Socrates was forced to drink hemlock after being charged with corrupting the youth of Athens. The Italian, Galileo, who supported the theory of Copernicus that the earth orbited the sun, was called to Rome in 1633 and tried for heresy. One of the pieces of evidence against him was Psalms 104:5, “The Earth is firmly fixed; it shall not be moved,” a biblical verse that shackled men’s minds for centuries and held back scientific enquiry into the nature of the universe.
What, you might ask, does this have to do with anything? Well, the narrow, absolutist views that hemmed in people like Socrates and Galileo, are still with us. Recently, the state of Mississippi tried to pass a law declaring that life begins at the moment of fertilization. The so-called ‘Personhood Law’ was shot down by voters, but one has to believe, unfortunately, people whose minds run to such efforts won’t give up. Which brings me to the issue that is really on my mind; the pseudo-scientific theory of Intelligent Design that some people want taught alongside Darwin’s theory of evolution in our public schools.
Adherents of intelligent design claim that it is possible to infer from empirical evidence that certain features of our universe and living things are best explained by an intelligent cause, and not an undirected process, such as natural selection. They try to separate their views from creationism, stating that it relies on scientific evidence rather than biblical scripture or religious doctrine. This attempt to explain the universe and the living things contained within it was developed in the early 1980s by cosmologist Fred Hoyle who, along with many others, was uncomfortable with bringing God into the discussion.
I have serious issues with both schools of thought. Creationism accepts no argument; you either believe or you’re rejected as a non-believer. Unlike scientific enquiry, which is always subject to further verification or outright rebuttal when new evidence is found, creationism must be accepted on faith alone. Intelligent design doesn’t go quite to those lengths, but it still fails the scientific test – it posits that some superior intelligence designed the universe and living creatures, but is mute as to the identity of that intelligence. Sounds suspiciously like a cleaned-up and edited version of creationism to me.

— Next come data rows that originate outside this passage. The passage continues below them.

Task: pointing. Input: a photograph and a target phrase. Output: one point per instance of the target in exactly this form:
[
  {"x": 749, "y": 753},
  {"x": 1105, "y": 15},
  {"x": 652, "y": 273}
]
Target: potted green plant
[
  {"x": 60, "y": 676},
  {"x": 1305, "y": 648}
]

If we allow our educational institutions to indoctrinate students with such points of view, are we not risking creating new generations of people who don’t think or question? Shouldn’t religious indoctrination be left in the church where it belongs? Not, according to the supporters of such thinking.
I’ve seen firsthand the outcome of religion intruding into the classroom. Zimbabwe, where I’ve lived for the past two years, allows teaching of the Bible in government schools on a par with science. On my Facebook page, I regularly interact with over 4,000 young Zimbabwean products of this education system, and their responses to certain issues demonstrates the danger in blurring the border between church and state functions.
Recently, just for fun, I posted the following question: Is a zebra a black animal with white stripes, or a white animal with black stripes?” Within thirty minutes, I’d received over 30 comments from young Zimbabweans, and about ten percent of them were religious in nature. By the end of a day, there were more than 100 comments, still with a significant number along the following lines: “It takes an intelligence not to disintegrate what God created it simply black and white. Giving it one color is good as question God's actions,” or “There is no color in that animal . . . when God created that animal he did not tell us about colors.”
The significance of this admittedly limited sample; and I have many others, believe me; is that it shows how adhering to absolutist beliefs often closes the mind to new information. That which conflicts with our absolute beliefs is simply rejected. Our minds refuse to move forward, but remain mired instead in a simplistic, un-provable point of view. Some people would call that ignorance.
I prefer to be charitable and call it naiveté; but it is no less dangerous. Such beliefs lead to the persecution, and often destruction, of those with whom the adherents disagree. It leads to the refusal to accept the benefits of science, such as some religious sects who refuse to allow their children to be vaccinated. Not only does this endanger the children themselves, but in the case of infectious diseases, others with whom they come into contact.
There has to be a place in our world for religion and for science. I don’t believe the two are necessarily in conflict. A scientist can believe in evolution and God at the same time. Unfortunately, there are far too many people – some of them in positions to affect our lives – who don’t hold that view, and who want to force their views on the rest of us. I respect their views, and defend their right to hold them; but, I will fight to the death against their right to force them on me, or upon future generations.